One of Comcast's more obnoxious policies is that if you don't own your own cable modem, you need to pay them $7 per month extra for the privilege of them letting you use theirs. Back when I lived in New York, I had Time Warner's cable internet and they never pulled this kind of bullshit. But I digress. I need to buy a cable modem.

So what the hell one do I buy? There's this DOCSIS 3 thing, but I don't know if it's important since I'm not going to be paying for 30+ Mbps at Comcast's extortionate rates. Does DOCSIS 3 help if I'm not breaking that barrier? What brands are good? Can I get one with a built-in wireless and wired router (that actually works most of the time)? Do I want to install DD-WRT Linux to it, just for the sake of installing Linux to every Turing-complete device in my house? Should I just go with whatever one looks exactly like the one that Time Warner used to let me use for free back in New York? Help me out, here, PA, I'm in unfamiliar territory.

Daedalus on


  • Skoal CatSkoal Cat Registered User
    edited May 2011
    I got a refurbished Linksys off of Newegg that I've been very happy with. Paid for its self within four months.

    Skoal Cat on
  • MichaelLCMichaelLC In what furnace was thy brain? ChicagoRegistered User regular
    edited May 2011
    The easiest solution is to go to Best Buy (or Staples, etc). They usually have a Comcast kit you can buy with the modem, cables, and optional shitty software.

    Otherwise just about any major brand will work.

    How long are you planning on staying there? Spending $140 on a modem is the same as renting for 20 months, plus you get 'better' service.

    edit: Sorry, was thinking router. The Cisco CM100 seems popular. Or the Moto Surfboard.

    MichaelLC on
  • Dark ShroudDark Shroud Registered User regular
    edited May 2011
    If you're going to be using cable connections for more than a year then a modem/residential gateway will pay for its' self. Just make sure you get one with DOCSIS 3 & IPv6 support so you won't have to upgrade again soon.

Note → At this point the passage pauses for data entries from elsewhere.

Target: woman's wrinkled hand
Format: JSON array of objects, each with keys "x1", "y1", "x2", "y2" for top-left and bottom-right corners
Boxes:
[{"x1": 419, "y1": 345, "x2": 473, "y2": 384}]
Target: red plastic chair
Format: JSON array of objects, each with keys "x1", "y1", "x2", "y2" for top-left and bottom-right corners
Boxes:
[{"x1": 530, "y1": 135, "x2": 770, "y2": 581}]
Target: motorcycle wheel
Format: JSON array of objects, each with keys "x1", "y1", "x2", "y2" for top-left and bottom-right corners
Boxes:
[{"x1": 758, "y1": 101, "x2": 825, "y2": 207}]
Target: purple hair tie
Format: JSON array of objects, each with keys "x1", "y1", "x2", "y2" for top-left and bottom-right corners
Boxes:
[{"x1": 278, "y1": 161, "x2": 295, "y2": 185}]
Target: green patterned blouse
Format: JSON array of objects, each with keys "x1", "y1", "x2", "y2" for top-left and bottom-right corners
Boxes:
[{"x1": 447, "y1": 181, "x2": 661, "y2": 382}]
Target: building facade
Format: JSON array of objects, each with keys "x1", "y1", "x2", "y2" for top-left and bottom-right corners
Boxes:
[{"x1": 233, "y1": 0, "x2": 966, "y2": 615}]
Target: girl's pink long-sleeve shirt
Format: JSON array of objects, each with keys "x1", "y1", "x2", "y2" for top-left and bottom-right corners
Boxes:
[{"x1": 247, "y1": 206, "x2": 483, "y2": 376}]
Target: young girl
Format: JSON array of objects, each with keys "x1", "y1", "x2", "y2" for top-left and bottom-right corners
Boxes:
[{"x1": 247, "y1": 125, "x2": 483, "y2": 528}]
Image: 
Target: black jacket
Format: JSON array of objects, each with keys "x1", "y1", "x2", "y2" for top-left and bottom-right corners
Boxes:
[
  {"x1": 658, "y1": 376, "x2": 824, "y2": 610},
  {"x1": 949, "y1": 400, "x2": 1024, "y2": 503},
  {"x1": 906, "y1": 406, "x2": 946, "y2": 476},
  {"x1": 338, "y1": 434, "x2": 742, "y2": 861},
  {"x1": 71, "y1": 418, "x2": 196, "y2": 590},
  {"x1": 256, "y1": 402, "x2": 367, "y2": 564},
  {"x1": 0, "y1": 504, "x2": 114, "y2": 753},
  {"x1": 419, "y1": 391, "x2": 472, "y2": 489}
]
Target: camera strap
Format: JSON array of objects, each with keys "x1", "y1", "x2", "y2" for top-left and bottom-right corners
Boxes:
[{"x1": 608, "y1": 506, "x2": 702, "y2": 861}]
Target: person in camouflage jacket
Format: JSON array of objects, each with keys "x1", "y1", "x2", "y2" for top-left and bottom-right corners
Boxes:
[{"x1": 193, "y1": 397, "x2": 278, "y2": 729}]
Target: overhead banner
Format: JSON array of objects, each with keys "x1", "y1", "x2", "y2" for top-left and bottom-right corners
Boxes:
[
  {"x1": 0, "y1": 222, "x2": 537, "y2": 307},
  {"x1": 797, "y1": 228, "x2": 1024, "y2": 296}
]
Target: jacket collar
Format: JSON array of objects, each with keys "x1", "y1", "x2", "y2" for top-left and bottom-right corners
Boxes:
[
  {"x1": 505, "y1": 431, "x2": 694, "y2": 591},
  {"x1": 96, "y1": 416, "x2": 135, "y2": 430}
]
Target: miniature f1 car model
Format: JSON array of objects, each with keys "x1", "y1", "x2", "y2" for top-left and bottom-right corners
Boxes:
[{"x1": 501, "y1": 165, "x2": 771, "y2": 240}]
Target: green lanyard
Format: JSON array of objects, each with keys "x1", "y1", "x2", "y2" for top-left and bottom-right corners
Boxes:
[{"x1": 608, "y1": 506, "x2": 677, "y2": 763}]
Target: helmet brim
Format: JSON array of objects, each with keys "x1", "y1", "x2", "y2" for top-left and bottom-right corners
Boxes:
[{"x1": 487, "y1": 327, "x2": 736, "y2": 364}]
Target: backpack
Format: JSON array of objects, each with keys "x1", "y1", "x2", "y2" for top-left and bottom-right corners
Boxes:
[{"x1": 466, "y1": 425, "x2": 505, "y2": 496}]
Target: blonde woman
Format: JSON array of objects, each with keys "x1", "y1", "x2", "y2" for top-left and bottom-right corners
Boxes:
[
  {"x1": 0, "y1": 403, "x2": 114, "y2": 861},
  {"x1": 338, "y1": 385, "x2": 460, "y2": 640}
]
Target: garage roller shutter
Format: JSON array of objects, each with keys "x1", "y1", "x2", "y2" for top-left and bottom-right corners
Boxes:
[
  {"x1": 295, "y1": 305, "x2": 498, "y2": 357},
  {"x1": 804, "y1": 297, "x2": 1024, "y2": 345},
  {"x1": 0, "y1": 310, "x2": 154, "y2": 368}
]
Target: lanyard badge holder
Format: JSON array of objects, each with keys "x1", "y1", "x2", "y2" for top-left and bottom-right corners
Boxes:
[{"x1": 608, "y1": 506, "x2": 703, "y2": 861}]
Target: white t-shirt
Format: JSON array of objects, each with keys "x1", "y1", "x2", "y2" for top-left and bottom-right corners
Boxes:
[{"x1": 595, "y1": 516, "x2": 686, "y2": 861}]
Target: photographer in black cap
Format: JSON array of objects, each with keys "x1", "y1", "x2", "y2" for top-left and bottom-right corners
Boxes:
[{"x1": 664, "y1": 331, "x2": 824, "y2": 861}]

    You can get the basic cable modem like I did. MOTOROLA SB6120

    Then there is the Residential gateway. I like this because it also has a firewall and DHCP server built in. So you won't need any more boxes for basic stuff. Sou can just use this and plug a switch into if you need more Gigabit thernet ports. This wasn't out yet when I bought my modem. MOTOROLA SBG6580

    Dark Shroud on
  • The Dude With HerpesThe Dude With Herpes Registered User regular
    edited May 2011
    Depending on where you live, Comcast should have upgraded their service to support DOCSIS 3, they have had it here in Utah for a couple years now.

    I have that modem that Dark Shroud linked and I have had no complaints at all. Well, except when I had to register it with Comcast to get it to work on their network; but that was just due to an inept customer support person. Maybe its different elsewhere but for our Comcast you can't just plug and play a cable modem that isn't theirs.

    If you plan on having Cable Internet for any length of time, I would really recommend getting your own modem and a separate router. It pays for itself both in cost and in saving frustration pretty quickly. I've never gotten good equipment from any company when I've rented theirs and it's always a massive headache when family or friends who do have the companies stuff asks me for help with problems.

    As far as the DD-WRT thing on your router, that's just up to you. The Asus I had before my current netgear, I put tomato on and it improved the performance quite a bit. But then the router died in a few months, I'm not sure if it was related at all. I went and got the netgear and haven't had any problems with it at all with its native software. When I bought it, it didn't support DD-WRT and I haven't bothered checking since then if it is now. If it is something you do want to do, make sure you check out what model and revisions are supported by the community before you buy your router. It's very easy to just assume, "Oh, this <model> can support it, only to find out that oh, only R3, not 1 or 2 support it. Hopefully worst case, you find out before you flash it.